Una volta raggiunto la stazione di ricerca, un centinaio di metri più su, verso la scogliera, Lory e il professore si diressero un istante nel cortile dell’edificio: era un quadrato di assi di legno ritagliato da una depressione negli scogli, da cui si poteva accedere al mare attraverso una scaletta di ferro battuto, e in un angolo dello spiazzo c’era una vasca di un paio di metri, piena di acqua gelida, dentro a cui un esserino di nemmeno un metro sguazzava allegro, giocando con altri due studiosi del centro, dei ragazzi all’incirca di vent’anni.

Lory corse verso la vasca con un gran sorriso, facendo un cenno ai ragazzi che le lasciarono il posto: l’animaletto nella vasca, un cucciolo di foca comune di un paio di settimane, nel vederla emise un uggiolio di gioia e si sporse oltre il bordo, facendosi accarezzare il muso.

- Come va, Shiro-chan?

Il piccolo abbaiò in assenso. Lory sospirò deliziata, aveva battezzato quel cuccioletto “shiro”, ossia bianco, ben prima di scoprire che il candido mantello che aveva addosso sarebbe sparito quasi subito, ma ormai quel nome le piaceva e anche lui sembrava apprezzarlo, da come rispondeva ai suoi richiami, quindi non lo avrebbe cambiato.

- Hai fame?

Gli chiese solleticandogli il musetto.

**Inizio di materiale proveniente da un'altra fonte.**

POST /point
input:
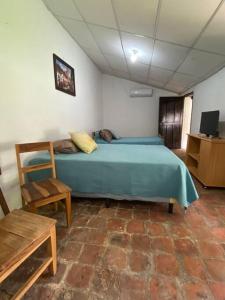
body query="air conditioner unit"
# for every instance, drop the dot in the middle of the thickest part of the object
(142, 92)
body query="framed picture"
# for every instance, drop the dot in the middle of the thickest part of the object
(64, 76)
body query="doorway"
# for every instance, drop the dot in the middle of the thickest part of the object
(186, 128)
(175, 120)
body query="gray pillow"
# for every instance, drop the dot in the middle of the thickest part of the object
(106, 135)
(115, 136)
(65, 146)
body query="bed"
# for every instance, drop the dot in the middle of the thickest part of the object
(131, 172)
(150, 140)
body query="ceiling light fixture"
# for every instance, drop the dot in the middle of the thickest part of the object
(134, 56)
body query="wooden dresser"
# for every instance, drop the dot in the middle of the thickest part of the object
(205, 159)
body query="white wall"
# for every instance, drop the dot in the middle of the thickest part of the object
(129, 116)
(31, 109)
(209, 95)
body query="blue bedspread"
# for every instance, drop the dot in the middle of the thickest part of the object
(150, 140)
(135, 170)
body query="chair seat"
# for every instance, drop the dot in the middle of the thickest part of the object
(37, 190)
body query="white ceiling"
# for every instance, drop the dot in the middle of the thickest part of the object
(179, 43)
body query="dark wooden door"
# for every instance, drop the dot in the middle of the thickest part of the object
(171, 120)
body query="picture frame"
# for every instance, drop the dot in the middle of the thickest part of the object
(64, 76)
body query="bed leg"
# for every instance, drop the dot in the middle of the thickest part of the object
(107, 203)
(171, 205)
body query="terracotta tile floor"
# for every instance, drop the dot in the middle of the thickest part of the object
(134, 250)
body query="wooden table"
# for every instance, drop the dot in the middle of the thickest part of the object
(21, 233)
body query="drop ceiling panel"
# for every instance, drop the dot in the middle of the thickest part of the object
(200, 63)
(107, 39)
(143, 45)
(80, 32)
(65, 8)
(182, 21)
(213, 38)
(98, 59)
(93, 24)
(119, 73)
(117, 62)
(161, 75)
(180, 82)
(98, 12)
(155, 83)
(136, 16)
(139, 70)
(168, 56)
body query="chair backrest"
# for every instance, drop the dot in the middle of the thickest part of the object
(3, 203)
(34, 147)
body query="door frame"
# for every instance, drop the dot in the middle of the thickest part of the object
(172, 98)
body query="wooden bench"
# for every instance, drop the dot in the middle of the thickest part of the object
(21, 233)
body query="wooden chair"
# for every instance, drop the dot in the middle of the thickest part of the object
(22, 233)
(39, 193)
(3, 203)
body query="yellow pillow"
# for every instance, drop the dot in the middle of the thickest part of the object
(83, 141)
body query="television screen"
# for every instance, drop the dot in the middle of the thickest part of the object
(210, 122)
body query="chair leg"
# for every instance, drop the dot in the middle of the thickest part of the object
(56, 206)
(33, 209)
(68, 209)
(52, 250)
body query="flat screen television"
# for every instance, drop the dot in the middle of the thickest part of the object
(210, 123)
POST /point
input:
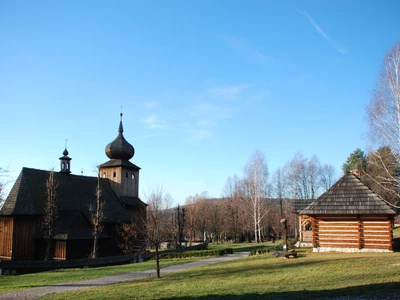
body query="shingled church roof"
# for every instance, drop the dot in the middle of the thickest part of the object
(74, 193)
(349, 195)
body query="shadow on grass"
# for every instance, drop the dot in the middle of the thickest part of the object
(373, 291)
(396, 244)
(236, 268)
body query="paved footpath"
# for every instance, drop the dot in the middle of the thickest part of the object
(33, 293)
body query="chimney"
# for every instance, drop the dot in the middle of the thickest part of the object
(356, 172)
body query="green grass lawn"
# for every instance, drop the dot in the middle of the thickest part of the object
(14, 283)
(263, 276)
(240, 247)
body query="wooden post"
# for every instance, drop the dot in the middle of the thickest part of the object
(391, 235)
(359, 233)
(314, 224)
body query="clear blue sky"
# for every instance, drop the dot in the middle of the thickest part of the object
(202, 84)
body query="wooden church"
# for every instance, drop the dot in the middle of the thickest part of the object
(348, 217)
(22, 215)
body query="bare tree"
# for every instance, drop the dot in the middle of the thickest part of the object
(97, 215)
(3, 183)
(234, 221)
(193, 215)
(256, 182)
(383, 112)
(158, 220)
(327, 176)
(50, 213)
(303, 177)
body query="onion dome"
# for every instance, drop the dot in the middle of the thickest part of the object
(120, 148)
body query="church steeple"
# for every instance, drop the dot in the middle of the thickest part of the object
(65, 162)
(121, 173)
(120, 148)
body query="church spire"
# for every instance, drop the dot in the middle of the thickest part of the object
(65, 161)
(120, 148)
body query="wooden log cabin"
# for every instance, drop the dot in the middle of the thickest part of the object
(348, 217)
(22, 215)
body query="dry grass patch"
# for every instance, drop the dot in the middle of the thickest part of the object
(260, 277)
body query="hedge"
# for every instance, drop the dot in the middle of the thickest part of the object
(278, 247)
(195, 253)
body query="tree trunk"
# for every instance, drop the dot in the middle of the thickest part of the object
(157, 262)
(95, 240)
(48, 250)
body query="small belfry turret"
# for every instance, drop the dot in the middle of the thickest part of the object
(65, 162)
(123, 175)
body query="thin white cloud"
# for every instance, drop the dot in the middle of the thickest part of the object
(229, 92)
(150, 104)
(154, 122)
(210, 111)
(141, 137)
(340, 48)
(248, 50)
(198, 134)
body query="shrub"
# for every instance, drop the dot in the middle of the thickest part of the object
(259, 251)
(195, 253)
(278, 247)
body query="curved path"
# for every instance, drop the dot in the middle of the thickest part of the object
(33, 293)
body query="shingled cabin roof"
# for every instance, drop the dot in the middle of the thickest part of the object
(349, 195)
(75, 194)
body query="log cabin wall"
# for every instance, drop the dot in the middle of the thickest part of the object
(6, 234)
(60, 250)
(24, 237)
(353, 232)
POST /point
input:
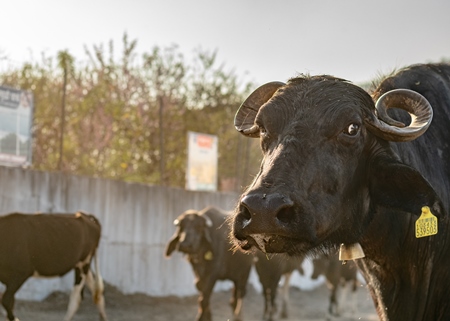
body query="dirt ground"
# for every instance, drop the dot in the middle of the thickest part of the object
(304, 305)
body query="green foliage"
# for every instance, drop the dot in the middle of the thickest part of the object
(128, 118)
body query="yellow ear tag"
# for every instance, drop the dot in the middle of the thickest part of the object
(208, 256)
(426, 224)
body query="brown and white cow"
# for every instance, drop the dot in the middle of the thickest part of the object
(50, 245)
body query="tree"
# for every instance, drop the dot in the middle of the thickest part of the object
(128, 118)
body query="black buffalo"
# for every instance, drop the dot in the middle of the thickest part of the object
(339, 168)
(270, 269)
(203, 237)
(50, 245)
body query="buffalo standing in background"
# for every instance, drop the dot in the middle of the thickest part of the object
(50, 245)
(270, 269)
(203, 237)
(339, 169)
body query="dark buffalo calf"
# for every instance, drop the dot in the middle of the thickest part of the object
(203, 237)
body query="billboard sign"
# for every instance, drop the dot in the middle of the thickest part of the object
(16, 112)
(201, 173)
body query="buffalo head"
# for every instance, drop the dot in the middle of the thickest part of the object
(328, 165)
(192, 235)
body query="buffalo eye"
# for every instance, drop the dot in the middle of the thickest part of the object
(262, 131)
(352, 130)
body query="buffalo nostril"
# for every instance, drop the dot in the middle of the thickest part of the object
(266, 205)
(284, 215)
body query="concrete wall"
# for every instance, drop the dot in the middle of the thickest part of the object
(137, 221)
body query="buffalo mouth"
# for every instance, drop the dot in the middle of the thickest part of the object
(273, 243)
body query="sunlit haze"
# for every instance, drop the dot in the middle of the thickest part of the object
(261, 40)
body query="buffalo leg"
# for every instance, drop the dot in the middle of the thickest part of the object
(75, 295)
(95, 285)
(285, 296)
(204, 313)
(236, 301)
(8, 297)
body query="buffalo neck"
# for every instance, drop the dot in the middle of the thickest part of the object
(407, 277)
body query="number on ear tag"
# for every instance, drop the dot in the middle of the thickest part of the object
(426, 224)
(208, 256)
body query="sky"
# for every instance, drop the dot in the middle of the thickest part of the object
(260, 40)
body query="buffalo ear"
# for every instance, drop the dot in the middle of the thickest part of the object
(244, 120)
(399, 186)
(172, 244)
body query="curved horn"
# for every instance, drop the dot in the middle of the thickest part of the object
(244, 121)
(411, 101)
(207, 220)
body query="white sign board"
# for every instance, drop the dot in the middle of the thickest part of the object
(16, 112)
(201, 173)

Shiro abbaiò di nuovo e Lory afferrò un grosso biberon posto vicino alla vasca; il cucciolo si allungò subito verso il cibo fino a prendere in bocca la tettarella, mangiando avidamente.

Uno dei due ragazzi alle spalle di Lory, i capelli color miele e un forte accento tedesco, protestò scherzosamente:

- Che antipatico! Finchè ci siamo stati noi non ha nemmeno voluto toccarla la pappa…

- E ora arrivi tu con quei tuoi occhioni da principessa e lui si avventa sul biberon come uno squalo!  

Concluse il secondo, un ispanico dai capelli neri e gli occhi nocciola. Lory li guardò rassegnata:

- Hardwin-san, Gomez-san, insomma (gocciolone)!

Il professor Jersey scoppiò a ridere, imitato dai due ragazzi:

- Beh, non si può dargli torto! Del resto sei stata tu a salvarlo…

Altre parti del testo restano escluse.